Sensors: your optimisation friend

07 January 2019

Getting the balance right between an optimised process and product safety is a fine line that engineers have to walk every day. We spoke to Thomas Hedemark, industry sector manager at BAUMER A/S for advice on how sensors can help get this balancing act right.

Q: What are the key design features that engineers should be looking for when specifying sensors for use in food production applications?
It is important that any sensor used in areas where they might be subjected to washdowns, are robust, resistant to chemicals and have a high degree of cleanability. This requires a small sensor footprint, smooth surface and angles that are easily cleaned – with not threads, buttons, screws etc. 

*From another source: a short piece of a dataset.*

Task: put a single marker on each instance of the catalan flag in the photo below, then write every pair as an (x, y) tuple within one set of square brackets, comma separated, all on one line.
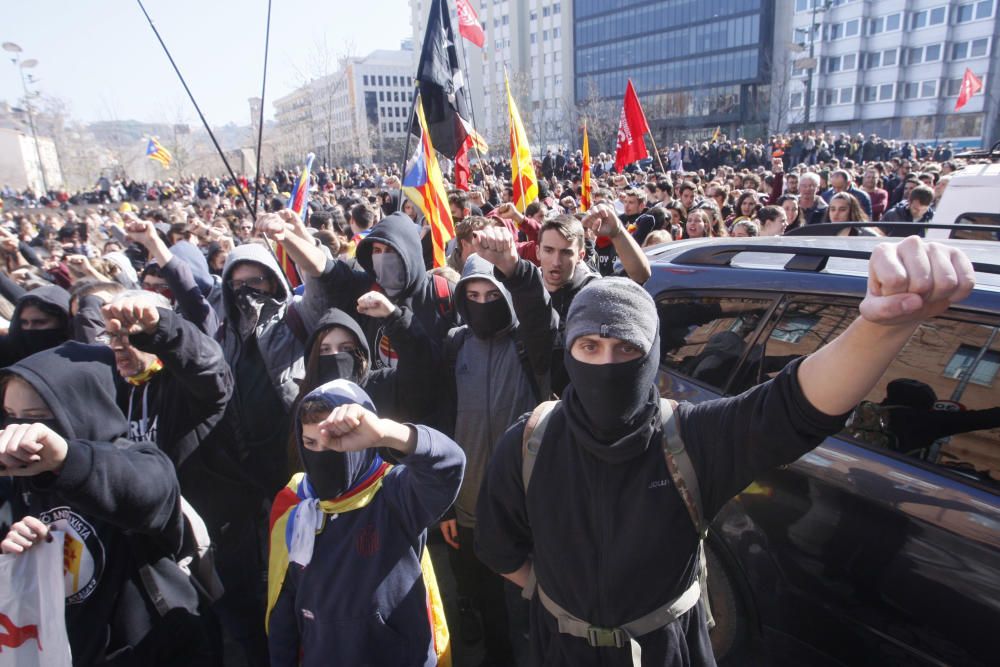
[(522, 170), (298, 202), (585, 197), (155, 151), (424, 186)]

Where a sensor may come into direct contact with food products it is good practice to choose both sensors and connections that are approved to 3A or EHEDG hygiene standards. Where the sensor is directly exposed to the product there will be contamination risk. Specifying an approved sensor means that the connection should not contain any features that would result in product penetration, debris being trapped or which would encourage growth of microorganisms. Also, at the installation point, it is desirable to minimise stagnant/dead zones where product can become trapped and remain after the system is drained. 

Baumer has developed a system that can reduce ‘dead zones’ inside the process to allow bacteria to collect and thrive and which can also reduce the costs associated with extended CIP cycle times to reach these dead zones and thoroughly remove all bacteria.

Q: What role can sensors play in helping optimise a process? 
As an example, fast temperature signals improve heating control on pasteurising systems. This contributes directly to limit energy waste as the product is not exposed to more thermal stress than necessary. At the same time it helps improve quality.

Another example is high safety alarms on tanks, where light or heavy foam occur on open tanks – for example excess yeast tanks or CIP caustic tanks. Installing sensors that can reliably detect foam has led to less required maintenance (cleaning). Fast response time and fast temperature compensation can contribute to savings on the CIP return line and lead to water, chemical and energy savings too, as accurate and fast communication to the PLC is improved. Similar cases could be made for storage tanks, filtration systems, separation systems, UHT, homogenization etc.

Food processing systems rely heavily on the performance on the sensors installed both in terms of food safety and general optimisation. Also how sensors are installed plays an important role in terms of accurate and reliable measurements. Most sensors come with an installation manual and following these instructions will also contribute to optimisation. 

Q: Everyone is talking about digitalisation today – how can engineers start to future-proof their processes today to ensure they are IoT ready?

You could say that digitalisation starts with the sensor. Sensors precisely record many different measured values. Valuable additional information is already generated during the processing of the measured values in the sensor. Standardised digital communication interfaces such as IO-Link can be used to access that information and significantly improve business processes. Industry 4.0 and digitalisation are already opening up some benefits for the food and beverage industry. For example, predictive maintenance of sensors to avoid costly downtime. I am following the development closely myself and it will be interesting to see how digitalisation can contribute to an even more safe and efficient production in the future.